Although the default Pragmas configure a 5-second busy timeout (`_timeout=5000`), this is a
passive wait that still allows competing transactions to collide and fail under sustained
concurrent write pressure.
WAL mode (`_journal=WAL`) improves read concurrency but does not eliminate write contention:
SQLite still allows only one writer at a time.
## Decision
The `sqliteComponent` holds a `writeMu sync.Mutex` field. `NewUnitOfWork` detects when its
`Client` argument is the concrete `*sqliteComponent` type and extracts a pointer to that mutex.
`unitOfWork.Do` acquires the mutex before beginning a transaction and releases it after
commit or rollback:
```go
func (u *unitOfWork) Do(ctx context.Context, fn func(ctx context.Context) error) error {
if u.writeMu != nil {
u.writeMu.Lock()
defer u.writeMu.Unlock()
}
tx, err := u.client.Begin(ctx)
...
}
```
This serialises all write transactions at the application level, guaranteeing that only one
writer reaches SQLite at a time and eliminating `SQLITE_BUSY` errors entirely.
The mutex is only applied when using `NewUnitOfWork`. Callers who manage transactions manually
via `Begin`/`Commit`/`Rollback` are not protected and must handle contention themselves.
## Consequences
**Positive:**
- `SQLITE_BUSY` is eliminated for all write workloads going through `UnitOfWork`.
- Behaviour is deterministic and testable (see `TestUnitOfWork_WriteMutex`).

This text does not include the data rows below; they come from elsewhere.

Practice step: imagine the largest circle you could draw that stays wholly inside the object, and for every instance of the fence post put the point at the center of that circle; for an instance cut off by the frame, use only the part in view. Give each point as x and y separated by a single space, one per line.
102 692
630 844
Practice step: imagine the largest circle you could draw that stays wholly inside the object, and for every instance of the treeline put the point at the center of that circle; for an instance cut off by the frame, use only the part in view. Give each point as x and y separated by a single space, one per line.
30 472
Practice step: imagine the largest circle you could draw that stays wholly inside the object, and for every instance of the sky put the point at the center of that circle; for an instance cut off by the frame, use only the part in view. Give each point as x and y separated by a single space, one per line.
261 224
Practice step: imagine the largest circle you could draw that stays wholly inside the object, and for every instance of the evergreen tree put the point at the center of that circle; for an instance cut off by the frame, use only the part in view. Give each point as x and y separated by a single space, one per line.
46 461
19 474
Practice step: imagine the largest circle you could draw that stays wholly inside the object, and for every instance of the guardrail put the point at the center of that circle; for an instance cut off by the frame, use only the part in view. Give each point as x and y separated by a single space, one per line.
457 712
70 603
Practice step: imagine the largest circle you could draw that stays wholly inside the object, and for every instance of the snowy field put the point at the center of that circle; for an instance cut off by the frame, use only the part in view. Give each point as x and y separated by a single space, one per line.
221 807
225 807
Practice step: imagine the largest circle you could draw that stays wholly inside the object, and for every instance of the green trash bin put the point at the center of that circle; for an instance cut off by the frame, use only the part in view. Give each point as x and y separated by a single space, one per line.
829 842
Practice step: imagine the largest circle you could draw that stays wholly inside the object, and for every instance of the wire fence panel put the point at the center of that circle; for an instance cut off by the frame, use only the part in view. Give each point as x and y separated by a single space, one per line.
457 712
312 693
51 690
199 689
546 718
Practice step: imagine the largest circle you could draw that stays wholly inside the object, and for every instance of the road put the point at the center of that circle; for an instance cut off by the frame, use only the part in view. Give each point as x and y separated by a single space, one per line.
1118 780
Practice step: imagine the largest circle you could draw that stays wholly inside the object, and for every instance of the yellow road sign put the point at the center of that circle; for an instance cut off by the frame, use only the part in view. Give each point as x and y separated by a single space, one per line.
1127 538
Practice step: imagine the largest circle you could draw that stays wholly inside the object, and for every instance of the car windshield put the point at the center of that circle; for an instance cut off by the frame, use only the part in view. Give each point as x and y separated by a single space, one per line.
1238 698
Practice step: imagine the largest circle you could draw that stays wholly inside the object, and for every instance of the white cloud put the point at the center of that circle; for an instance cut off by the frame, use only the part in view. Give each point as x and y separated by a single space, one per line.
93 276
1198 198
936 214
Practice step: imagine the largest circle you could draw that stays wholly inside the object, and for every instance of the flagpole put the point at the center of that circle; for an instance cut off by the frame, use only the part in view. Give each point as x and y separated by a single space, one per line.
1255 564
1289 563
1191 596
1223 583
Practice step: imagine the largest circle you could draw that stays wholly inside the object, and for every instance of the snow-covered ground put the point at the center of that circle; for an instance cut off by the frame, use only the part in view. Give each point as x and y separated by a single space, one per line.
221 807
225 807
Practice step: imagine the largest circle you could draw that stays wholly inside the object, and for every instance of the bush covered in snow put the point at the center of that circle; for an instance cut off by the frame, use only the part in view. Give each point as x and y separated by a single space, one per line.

- Reads are unaffected; the mutex only wraps writes.
**Negative:**
- Write throughput is bounded to one goroutine at a time. This is acceptable for SQLite's
typical deployment profile (embedded, single-process, modest write rates).
- The type assertion `client.(*sqliteComponent)` couples `NewUnitOfWork` to the concrete type.
When a mock or alternative `Client` is supplied, `writeMu` is `nil` and serialisation is
skipped silently. This is intentional for testing flexibility.